With the help of the state-of-the-art 3-D printer and a group called E-NABLE, the students were able to come together to help children in need. Two other students, 16-year-old Justyn and 6-year-old Issac, received their hands in the mail.
"It's not just that you're doing a project," student Brennan Gallagher said. "In the end, the outcome of the project is going to help someone, which is really cool."
How it all works is surprisingly simple and inexpensive.
Through E-NABLE, the students were matched with the three children. By calculating and scaling each boy's measurements and taking into account their unique personalities, the kids created the custom designs -- which easily become a reality with the help of the printer.
"Knowing we can make a 3-D hand with it opens up so many possibilities," student Daniella Rossi said. "I'm excited for the future."
"One of the biggest things you get that makes you cringe as a teacher is that question, of when are we going to use this in the real world," teacher Tanya Lerch said. "So to suddenly have this project where they not only saw how it was helping the real world, but there was a real person receiving it on the other end."

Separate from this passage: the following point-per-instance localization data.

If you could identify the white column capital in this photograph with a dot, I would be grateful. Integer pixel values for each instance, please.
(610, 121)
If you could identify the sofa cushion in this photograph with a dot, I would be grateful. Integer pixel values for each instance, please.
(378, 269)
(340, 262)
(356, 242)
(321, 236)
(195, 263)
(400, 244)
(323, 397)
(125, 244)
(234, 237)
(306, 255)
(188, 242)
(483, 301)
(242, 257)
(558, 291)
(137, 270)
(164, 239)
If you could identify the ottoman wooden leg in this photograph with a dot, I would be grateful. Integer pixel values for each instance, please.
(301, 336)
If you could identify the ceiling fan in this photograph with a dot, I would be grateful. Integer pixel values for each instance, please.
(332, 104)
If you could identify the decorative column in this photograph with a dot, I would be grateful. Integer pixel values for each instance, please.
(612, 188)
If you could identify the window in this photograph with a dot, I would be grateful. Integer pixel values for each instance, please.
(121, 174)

When Lerch first heard of the E-NABLE project, she knew her students would jump on board. Now, the all-girls school on the Upper East Side is one of only a select few in the country participating in the project.

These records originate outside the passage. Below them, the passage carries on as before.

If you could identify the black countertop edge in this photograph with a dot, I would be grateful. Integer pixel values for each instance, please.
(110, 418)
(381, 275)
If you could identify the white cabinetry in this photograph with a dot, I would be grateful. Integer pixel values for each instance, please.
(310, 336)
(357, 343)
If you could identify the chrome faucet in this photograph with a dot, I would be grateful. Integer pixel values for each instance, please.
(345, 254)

"They're using their heart, they're using their brain, they're here after school working hard when they don't have to be," Lerch said. "I think it was a really nice change of pace for them to do something that is helping someone else, and to see that engineering can be used for the good of people."
It's truly a labor of love that will undoubtedly be well received this holiday season. Especially for Natanial.
"Just knowing that we helped him have maybe a better life is just amazing," student Darcy Riano said.
And believe it or not, this is not an expensive endeavor. Granted, these aren't medical-grade prosthetics, but they're functional and only cost about $20 a hand to create.
The staff at Sacred Heart hopes upon seeing this, more schools will jump on board.
"He gets to live in a world where everything is an adventure all the time," dad T. Guilmart said. "And this is just another wonderful and great adventure."